La reforma de la salud
y de la educación, igual que la de la justicia mencionada anteriormente, son
tareas pendientes del gobierno Santos I, que hoy debe asumir el Presidente con
eficiencia y liderazgo del equipo de gobierno.
La nueva democracia a
la que le debe apuntar el país, desde ya debe comenzar con lo que se llamaría
la Colombia del postconflicto que no puede ser sólo, un estado emocional, ni lemas publicitarios,
ni inclusiones de toda naturaleza o continuar con las exclusiones que han dado
origen a este largo proceso de violencia fratricida del siglo pasado.
La etapa del
postconflicto es el momento de la participación, la de la ejecución de los
programas y proyectos que atienden a logra una
calidad de vida digna de todos los colombianos, no es la de reducir
estadísticamente niveles de miseria y pobreza, es la de hacer presencia del
Estado en donde nunca estuvo ejercer el poder democrático y representar la autoridad legítimamente
constituida con la prestación de los servicios que le ordena la
Constitución.
El postconflicto no
puede ser una meta de este gobierno, debe obedecer a políticas de Estado que
este gobierno debe dejar tramitadas con un congreso renovado para esta nueva
realidad.
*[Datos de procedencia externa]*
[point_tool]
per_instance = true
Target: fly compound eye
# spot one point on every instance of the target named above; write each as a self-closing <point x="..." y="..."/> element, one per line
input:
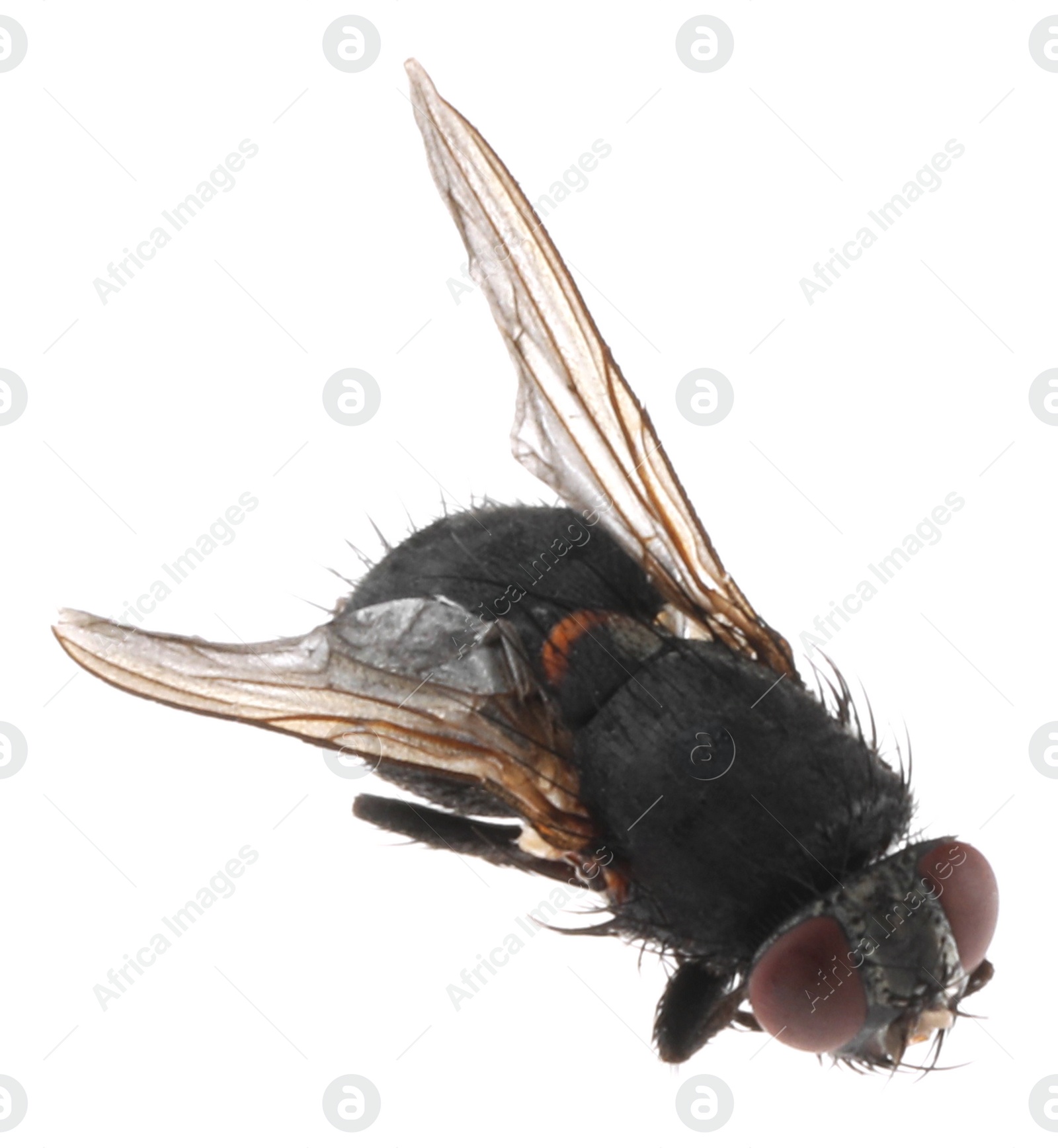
<point x="805" y="992"/>
<point x="963" y="881"/>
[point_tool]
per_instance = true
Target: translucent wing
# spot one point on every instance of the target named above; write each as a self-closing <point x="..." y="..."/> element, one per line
<point x="384" y="682"/>
<point x="577" y="426"/>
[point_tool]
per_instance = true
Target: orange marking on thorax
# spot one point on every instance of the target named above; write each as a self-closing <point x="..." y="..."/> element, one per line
<point x="563" y="634"/>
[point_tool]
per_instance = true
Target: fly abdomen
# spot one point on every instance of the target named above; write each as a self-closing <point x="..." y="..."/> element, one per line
<point x="581" y="605"/>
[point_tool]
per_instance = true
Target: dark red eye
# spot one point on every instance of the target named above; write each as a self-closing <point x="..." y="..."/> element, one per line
<point x="806" y="992"/>
<point x="963" y="880"/>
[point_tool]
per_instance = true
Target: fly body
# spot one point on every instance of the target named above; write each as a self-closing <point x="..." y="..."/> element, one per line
<point x="585" y="692"/>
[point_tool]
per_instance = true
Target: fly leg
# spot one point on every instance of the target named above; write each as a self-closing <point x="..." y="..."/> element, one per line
<point x="488" y="840"/>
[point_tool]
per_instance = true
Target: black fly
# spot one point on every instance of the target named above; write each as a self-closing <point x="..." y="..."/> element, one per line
<point x="585" y="694"/>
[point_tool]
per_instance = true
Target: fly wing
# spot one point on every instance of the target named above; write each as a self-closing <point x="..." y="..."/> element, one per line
<point x="384" y="682"/>
<point x="577" y="426"/>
Se necesita un gran líder con vocación, capacidad y voluntad para
darse la pela en bien del país o si no estaremos ad portas de un catastrófico
fracaso institucional de consecuencias impredecibles.
En este marco surge y
tiene sentido no la propuesta de la FARC de realizar una constituyente sino la necesidad institucional de convocar,
dentro de la normatividad actual vigente, una GRAN CONSTITUYENTE en cuya conformación
se garantice la más amplia participación de todos los estamentos y
organizaciones cívicas, religiosas, militares,( se demostró que tienen mucho
que decir y proponer) por encima de la sola representaciones de partidos
políticos y que permita no solo refrendar
los acuerdos de la Habana si no ofrecer las vías constitucionales y jurídicas
para materializarlos.
Hay
que pensar en una nueva Colombia de los colombianos para los colombianos que sería algo inédito en el país y una gran señal
de que al fin tenemos democracia participativa incluyente y un Estado social de
derechos, como dice la Constitución Política.